Transferring To The Staging Area.
________________________________________
There was a pause. Long enough for my body to trust the quiet. My nerves began to ease, a faint sense that the danger had slipped away.
Then everything collapsed around me.
SYSTEM FAILURE! SYSTEM FAILURE! SYSTEM FAILURE!
The screen shouted the message, a harsh proclamation of doom with no explanation and no warning. A complete meltdown.
I stared at it. Not from understanding. More from the sense that the screen had just delivered a personal insult.
Maybe it’s right. I did just lose to a creature that snacks on peaches for entertainment.
The edges of my vision warped. The world tugged inward, the way brittle film twists when a projector drags it through the gears.
Something seized the moment and wrenched it sideways.
The timeline snapped backward.
That same brittle static crept over my sight, a presence so close it felt as though my own thoughts were caught in the teeth of old tape.
I expected the usual flash of light. A voiceover with too much flair. Maybe even a triumphant jingle pretending all that failure had meaning.
What I got instead?
Dirt. And a mouthful of it.
I hit the ground face first. No transition. No cinematic moment.
Just me. Flat. Confused. Sprawled in the middle of a quiet forest clearing that had no business being so peaceful.
Everything around me was bathed in that soft gold glow you get when the sun is low and nothing is broken after all.
The wind shifted gently. Light flickered through the treetops. The sky leaned into a color that should have felt calming.
But my heart was still racing.
A few seconds ago, I had been fighting for my life. A giant club had been swinging at me with enough force to crack the sky. Now I was here. No context. No threat. Just nature. Suspiciously intact.
I pushed up from the ground, eyes sweeping the area.
No ogre. No broken branches. No dents in the earth. Not even a leaf out of place.
The silence swarmed in. Heavy and unnatural. Even the birds were quiet.
I checked my hands.
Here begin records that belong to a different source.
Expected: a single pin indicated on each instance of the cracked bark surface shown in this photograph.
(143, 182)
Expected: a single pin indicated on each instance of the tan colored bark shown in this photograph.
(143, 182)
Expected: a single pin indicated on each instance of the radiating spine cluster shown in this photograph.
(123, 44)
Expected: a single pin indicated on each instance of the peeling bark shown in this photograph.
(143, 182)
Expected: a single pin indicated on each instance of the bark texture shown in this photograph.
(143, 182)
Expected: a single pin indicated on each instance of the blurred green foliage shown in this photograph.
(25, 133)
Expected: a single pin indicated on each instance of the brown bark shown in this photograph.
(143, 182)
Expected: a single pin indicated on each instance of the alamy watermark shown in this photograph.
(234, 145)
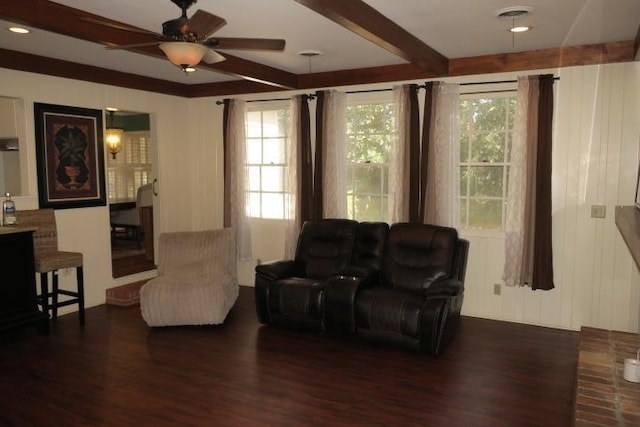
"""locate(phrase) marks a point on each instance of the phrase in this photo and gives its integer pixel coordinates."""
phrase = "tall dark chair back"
(417, 255)
(48, 259)
(325, 246)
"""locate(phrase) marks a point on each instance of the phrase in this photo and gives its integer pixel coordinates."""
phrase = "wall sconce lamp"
(113, 137)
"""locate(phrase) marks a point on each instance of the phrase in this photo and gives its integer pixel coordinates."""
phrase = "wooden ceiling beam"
(521, 61)
(367, 22)
(57, 18)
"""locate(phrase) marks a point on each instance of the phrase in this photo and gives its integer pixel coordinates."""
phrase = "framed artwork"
(70, 156)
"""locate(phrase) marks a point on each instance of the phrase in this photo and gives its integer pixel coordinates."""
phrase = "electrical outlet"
(598, 211)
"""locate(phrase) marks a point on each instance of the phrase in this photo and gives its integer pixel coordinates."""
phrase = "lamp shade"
(184, 54)
(113, 140)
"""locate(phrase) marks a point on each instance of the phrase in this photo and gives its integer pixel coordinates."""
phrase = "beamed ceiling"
(361, 42)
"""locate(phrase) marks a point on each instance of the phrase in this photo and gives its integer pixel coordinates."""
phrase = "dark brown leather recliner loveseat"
(401, 285)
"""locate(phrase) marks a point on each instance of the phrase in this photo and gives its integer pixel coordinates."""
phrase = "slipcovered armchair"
(197, 279)
(290, 293)
(415, 303)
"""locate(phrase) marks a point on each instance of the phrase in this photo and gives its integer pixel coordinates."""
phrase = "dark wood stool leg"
(54, 295)
(80, 280)
(44, 291)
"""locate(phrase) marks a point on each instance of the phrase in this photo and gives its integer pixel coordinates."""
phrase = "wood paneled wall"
(595, 161)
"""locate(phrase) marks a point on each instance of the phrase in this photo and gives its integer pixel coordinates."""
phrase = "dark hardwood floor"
(118, 372)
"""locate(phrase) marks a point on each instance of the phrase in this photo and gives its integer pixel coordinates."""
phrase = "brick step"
(125, 295)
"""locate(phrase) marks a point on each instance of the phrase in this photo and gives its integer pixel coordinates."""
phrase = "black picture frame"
(70, 156)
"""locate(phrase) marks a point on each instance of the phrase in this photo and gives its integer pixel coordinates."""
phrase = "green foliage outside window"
(487, 126)
(370, 132)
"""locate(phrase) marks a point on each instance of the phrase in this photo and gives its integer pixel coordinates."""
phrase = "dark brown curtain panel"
(542, 252)
(225, 166)
(305, 177)
(413, 133)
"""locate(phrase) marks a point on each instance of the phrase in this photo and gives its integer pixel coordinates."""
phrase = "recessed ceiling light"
(310, 53)
(18, 30)
(520, 29)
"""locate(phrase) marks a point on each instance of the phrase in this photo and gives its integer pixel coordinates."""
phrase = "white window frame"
(254, 211)
(382, 97)
(506, 165)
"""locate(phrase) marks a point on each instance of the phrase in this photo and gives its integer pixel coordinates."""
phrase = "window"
(486, 134)
(131, 168)
(267, 141)
(370, 132)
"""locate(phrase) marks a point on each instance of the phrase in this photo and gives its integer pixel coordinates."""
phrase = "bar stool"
(48, 259)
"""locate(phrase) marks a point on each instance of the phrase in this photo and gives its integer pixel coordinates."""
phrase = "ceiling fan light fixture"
(18, 30)
(184, 54)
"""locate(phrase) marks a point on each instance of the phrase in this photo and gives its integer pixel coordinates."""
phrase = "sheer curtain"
(235, 176)
(298, 173)
(405, 103)
(331, 155)
(443, 178)
(528, 251)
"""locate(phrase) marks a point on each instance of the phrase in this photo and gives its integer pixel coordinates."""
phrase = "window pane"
(486, 126)
(485, 181)
(272, 125)
(368, 208)
(464, 147)
(274, 151)
(272, 205)
(272, 179)
(254, 204)
(254, 151)
(254, 124)
(488, 147)
(254, 178)
(485, 214)
(367, 179)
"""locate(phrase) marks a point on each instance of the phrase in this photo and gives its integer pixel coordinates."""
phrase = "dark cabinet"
(18, 305)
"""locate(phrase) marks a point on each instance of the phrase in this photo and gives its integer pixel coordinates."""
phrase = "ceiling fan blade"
(118, 26)
(245, 43)
(211, 57)
(131, 46)
(204, 23)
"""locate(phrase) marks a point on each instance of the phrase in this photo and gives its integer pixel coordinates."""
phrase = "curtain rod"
(388, 89)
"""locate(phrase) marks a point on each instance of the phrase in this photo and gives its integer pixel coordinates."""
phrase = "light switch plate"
(598, 211)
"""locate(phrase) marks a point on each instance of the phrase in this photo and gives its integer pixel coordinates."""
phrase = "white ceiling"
(455, 28)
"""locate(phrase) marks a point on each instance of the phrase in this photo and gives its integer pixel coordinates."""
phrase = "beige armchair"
(197, 279)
No wounds. No bruises. My gear was intact.
I should’ve been relieved. I was not.
My mind clawed for answers. I replayed it again. That sprint. That club. The crash.
What I did know was this—
It all happened. I remembered the pain. I remembered falling. But the rest was gone. As if someone scrubbed the timeline, recompiled the world, and dumped me at a checkpoint I never reached. They forgot to load the script for why.